The Bank expects that as the outbreak widens, the most severe impact on oil demand will be through aggressive travel curtailments.

“Efforts across the globe to contain the virus have already forced airlines to cancel flights, public gatherings to be suspended, and business conferences to be postponed. Passenger traffic is also certain to decline as a standard component of the public health emergency includes work-from-home arrangements. For example, a 35% contraction of world ex-China jet/gasoline/diesel consumption for a month (March) amounts to about 1.5 mbd contraction in world ex-China demand,” reads the report.

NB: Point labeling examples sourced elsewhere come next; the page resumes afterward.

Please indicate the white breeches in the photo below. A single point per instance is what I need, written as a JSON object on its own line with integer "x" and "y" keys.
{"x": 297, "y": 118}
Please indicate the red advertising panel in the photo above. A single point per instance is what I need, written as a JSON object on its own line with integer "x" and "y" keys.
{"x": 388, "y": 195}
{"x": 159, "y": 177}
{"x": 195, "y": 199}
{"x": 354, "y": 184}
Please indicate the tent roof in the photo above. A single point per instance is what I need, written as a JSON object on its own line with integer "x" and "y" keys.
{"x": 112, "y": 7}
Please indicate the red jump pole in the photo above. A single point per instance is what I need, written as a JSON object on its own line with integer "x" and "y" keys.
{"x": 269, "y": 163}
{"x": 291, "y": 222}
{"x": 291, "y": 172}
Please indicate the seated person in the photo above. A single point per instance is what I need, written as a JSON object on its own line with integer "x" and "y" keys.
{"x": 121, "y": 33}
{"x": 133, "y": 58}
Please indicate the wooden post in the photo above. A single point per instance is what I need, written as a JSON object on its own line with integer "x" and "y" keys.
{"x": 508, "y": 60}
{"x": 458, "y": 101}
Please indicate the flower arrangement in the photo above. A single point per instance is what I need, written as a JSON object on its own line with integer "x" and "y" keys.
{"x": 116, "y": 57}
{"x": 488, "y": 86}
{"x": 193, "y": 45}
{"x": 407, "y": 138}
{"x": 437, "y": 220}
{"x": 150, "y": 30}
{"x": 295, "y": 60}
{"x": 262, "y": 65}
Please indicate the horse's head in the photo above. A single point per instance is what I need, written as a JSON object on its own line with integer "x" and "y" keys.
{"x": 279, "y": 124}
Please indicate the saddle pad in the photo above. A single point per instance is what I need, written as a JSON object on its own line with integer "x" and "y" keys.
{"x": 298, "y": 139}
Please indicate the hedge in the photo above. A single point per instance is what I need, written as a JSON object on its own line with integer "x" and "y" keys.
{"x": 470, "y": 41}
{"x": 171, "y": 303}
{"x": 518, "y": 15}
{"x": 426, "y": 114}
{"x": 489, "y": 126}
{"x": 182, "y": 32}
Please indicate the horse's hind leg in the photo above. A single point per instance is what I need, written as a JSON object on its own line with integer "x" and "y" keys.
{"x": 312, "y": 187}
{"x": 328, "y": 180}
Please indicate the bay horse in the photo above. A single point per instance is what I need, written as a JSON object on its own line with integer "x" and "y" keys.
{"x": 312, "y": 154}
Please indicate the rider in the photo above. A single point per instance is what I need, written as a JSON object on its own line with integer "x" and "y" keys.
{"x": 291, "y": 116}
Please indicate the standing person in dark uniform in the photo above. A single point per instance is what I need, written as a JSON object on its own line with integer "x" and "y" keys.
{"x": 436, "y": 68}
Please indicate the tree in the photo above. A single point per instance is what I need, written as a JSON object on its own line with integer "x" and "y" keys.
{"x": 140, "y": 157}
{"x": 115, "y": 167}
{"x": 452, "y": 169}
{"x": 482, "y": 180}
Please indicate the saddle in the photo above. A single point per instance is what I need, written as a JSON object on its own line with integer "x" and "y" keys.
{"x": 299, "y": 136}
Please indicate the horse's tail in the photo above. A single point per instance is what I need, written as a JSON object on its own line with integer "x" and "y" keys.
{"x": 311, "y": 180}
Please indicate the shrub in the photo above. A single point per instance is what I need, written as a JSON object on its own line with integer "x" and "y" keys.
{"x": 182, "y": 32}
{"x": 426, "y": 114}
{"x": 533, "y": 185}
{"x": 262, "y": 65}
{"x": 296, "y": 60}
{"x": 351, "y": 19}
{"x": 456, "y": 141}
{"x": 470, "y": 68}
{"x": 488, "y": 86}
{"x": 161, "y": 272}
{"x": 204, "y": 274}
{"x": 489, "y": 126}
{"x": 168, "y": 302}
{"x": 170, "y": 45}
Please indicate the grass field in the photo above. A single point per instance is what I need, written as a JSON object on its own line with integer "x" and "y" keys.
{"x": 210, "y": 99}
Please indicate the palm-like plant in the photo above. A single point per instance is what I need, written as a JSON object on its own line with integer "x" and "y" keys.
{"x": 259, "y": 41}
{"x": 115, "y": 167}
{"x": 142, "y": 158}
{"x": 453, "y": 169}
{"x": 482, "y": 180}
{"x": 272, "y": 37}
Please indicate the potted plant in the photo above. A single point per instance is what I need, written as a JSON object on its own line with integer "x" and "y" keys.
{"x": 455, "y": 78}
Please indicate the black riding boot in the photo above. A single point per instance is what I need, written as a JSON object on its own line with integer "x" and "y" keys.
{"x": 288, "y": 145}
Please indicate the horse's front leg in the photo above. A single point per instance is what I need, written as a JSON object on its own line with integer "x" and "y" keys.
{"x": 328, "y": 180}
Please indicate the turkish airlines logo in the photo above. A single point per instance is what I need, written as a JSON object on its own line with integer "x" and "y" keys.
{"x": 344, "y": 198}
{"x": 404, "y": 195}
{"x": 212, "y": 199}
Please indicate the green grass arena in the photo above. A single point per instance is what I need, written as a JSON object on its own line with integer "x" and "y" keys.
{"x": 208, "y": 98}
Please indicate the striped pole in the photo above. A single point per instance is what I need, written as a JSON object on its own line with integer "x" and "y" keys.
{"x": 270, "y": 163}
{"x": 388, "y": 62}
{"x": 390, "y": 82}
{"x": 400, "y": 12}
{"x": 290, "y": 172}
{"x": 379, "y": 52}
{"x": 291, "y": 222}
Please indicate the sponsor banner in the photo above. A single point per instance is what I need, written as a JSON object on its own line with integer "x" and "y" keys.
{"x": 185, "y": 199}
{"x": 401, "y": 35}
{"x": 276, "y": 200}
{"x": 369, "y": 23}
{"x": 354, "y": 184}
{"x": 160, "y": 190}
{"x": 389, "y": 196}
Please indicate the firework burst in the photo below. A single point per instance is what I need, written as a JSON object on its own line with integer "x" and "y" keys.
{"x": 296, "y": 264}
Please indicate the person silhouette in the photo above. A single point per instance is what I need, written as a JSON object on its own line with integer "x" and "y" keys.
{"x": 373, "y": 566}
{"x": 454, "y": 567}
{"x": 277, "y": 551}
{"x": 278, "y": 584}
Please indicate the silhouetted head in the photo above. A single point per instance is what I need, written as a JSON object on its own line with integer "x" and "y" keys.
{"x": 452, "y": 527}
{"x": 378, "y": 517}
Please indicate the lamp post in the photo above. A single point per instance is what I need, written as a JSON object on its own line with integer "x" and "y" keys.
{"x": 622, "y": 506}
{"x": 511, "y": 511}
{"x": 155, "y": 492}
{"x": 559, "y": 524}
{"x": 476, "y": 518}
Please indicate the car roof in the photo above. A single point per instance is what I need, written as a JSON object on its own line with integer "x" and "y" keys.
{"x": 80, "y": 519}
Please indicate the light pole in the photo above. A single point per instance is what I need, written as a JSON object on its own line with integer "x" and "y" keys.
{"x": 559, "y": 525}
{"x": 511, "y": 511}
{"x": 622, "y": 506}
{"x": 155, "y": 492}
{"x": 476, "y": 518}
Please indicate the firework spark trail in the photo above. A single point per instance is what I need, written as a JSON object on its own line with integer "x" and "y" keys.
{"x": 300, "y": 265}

One of the major reasons of lower oil prices was the failure of OPEC+ to reach an agreement on further cuts.

“We expected OPEC+ to extend current supply quotas to end-December 2020 and add further cuts of 1 mbd in 2Q20. In the event, OPEC proposed a much deeper collective cut of 1.5mbd, which, however, was rejected by Russia and other non-OPEC partners. This has been compounded by the decision to not extend the Dec 19 supply cuts beyond 1Q. Although we highlighted this outcome as one possible scenario, we viewed this as a low probability event, with an implicit understanding OPEC+ would maintain the agreement at any cost. As a result, in principle, 2.1 mbd could be added to global supply from 2Q onward,” reads the report.

However, JP Morgan believes that it is likely that Saudi Arabia will maintain some cuts (0.4-0.5 mbd) it had committed to last December because of lower demand requirements from its key customers, including China. In this scenario, the oil market could see an average surplus of 1.6 mbd in 2020.